Flexible Spending Accounts (Part 1)

by Posted on: October 21, 2014Categories: HR & Compliance   

What Are Health FSAs?

An FSA is an employer-sponsored savings account for health care expenses. You are not taxed on the money put into the FSA, and you can then use the account to pay for qualified out-of-pocket health care costs, such as your deductible and copays, but not your premium. However, you cannot stockpile money in the account from year to year, and you will lose leftover money in the account at the end of the plan year unless your employer offers an option that allows for either a short extension or a small carry-over into the next year.

FSAs were created in the 1970s to enable employees to use pre-tax dollars for health care expenses that were not otherwise covered by employer-sponsored health coverage. These accounts gained more popularity in the 2000s, and they underwent a few changes with the Affordable Care Act (ACA), including the addition of an annual contribution limit.

Health FSAs can save you money on taxes while helping you regularly put aside money for health care expenses. If carefully planned, using an FSA for health care costs can be an asset to your family’s budget.


Why Have a Health FSA?

Health FSAs offer an option for setting aside money to use for qualified medical expenses. These accounts offer a convenient way to prepare for out-of-pocket medical expenses while saving on taxes. In addition, you can use your health FSA to pay not only for your medical expenses, but also for the medical expenses of your spouse and dependents.


Health FSA Advantages

Here are some of the advantages an FSA can provide:

Tax reductions: The amount you contribute to a health FSA is not subject to federal income tax or social security (FICA) tax—effectively adjusting your annual taxable salary. The taxes you pay each paycheck and collectively each plan year can be reduced significantly.

  • Your employer can also contribute to your FSA, and this amount is also not considered taxable income to you.
  • You can withdraw money from your FSA to pay for qualified medical expenses (see Appendix) and your withdrawals are not taxed.
  • You do not have to report FSA amounts on your income tax return.

Convenience: After the initial election at the beginning of the year, your employer will take care of transferring the allotted amount into your FSA through salary deferral.

Flexibility: You can withdraw health FSA funds at any time (for qualified medical expenses), even if the amount has not yet been deposited into the account, as long as the amount is no more than your elected annual deferral amount less any amount already used.


Is a Health FSA Right for You?

FSAs can save you money because you don’t have to pay taxes on the amount deferred to the account.

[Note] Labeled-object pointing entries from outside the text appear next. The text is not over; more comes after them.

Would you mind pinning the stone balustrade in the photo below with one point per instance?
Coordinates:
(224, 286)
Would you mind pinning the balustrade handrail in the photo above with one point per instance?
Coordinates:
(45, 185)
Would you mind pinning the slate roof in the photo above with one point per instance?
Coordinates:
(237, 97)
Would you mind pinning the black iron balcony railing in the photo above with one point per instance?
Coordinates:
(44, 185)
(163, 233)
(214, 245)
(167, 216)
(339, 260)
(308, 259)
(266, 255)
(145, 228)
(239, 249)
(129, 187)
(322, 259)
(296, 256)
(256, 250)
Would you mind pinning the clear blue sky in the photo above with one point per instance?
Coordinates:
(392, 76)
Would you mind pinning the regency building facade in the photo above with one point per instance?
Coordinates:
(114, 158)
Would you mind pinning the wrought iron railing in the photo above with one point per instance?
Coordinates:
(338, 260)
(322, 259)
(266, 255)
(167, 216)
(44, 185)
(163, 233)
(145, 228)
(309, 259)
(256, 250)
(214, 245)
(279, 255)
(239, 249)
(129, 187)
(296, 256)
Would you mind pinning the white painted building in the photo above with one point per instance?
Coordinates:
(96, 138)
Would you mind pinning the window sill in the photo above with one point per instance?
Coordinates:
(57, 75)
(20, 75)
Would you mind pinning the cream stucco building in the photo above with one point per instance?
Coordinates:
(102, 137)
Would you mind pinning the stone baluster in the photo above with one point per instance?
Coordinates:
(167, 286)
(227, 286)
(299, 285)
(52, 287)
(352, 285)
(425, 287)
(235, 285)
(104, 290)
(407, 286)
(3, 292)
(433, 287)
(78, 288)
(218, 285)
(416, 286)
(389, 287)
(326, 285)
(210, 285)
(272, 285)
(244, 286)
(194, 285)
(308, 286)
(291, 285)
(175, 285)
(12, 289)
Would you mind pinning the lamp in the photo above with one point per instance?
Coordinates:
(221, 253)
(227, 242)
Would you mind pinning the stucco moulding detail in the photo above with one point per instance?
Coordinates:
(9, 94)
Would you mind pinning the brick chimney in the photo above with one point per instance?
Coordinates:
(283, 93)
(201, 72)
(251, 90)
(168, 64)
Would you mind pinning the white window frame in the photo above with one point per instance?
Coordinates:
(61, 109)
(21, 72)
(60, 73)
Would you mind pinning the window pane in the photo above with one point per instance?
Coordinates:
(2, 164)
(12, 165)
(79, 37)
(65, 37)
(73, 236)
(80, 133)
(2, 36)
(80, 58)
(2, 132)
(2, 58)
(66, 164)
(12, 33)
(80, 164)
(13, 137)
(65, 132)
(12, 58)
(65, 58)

However, using an FSA does require careful planning in order to reap the financial benefits.

When you participate in an FSA, you have to decide at the beginning of the plan year how much to contribute for the year. Because you will generally lose what you don’t use by the end of the year, determining how much to defer into an FSA can be challenging. While correctly estimating your health care expenses and using an FSA to pay for those expenses will save you money, incorrectly gauging your health costs could cause you to lose money.

How your employer manages the FSA may also affect how much you will benefit from using an FSA. If the employer provides a grace period or carry-over option (see “Grace periods and carry-overs” section), you will have a little more flexibility when using your FSA funds. The largest downside to using an FSA is that if you over fund your FSA and don’t use the amount in there, you will lose what you’ve saved.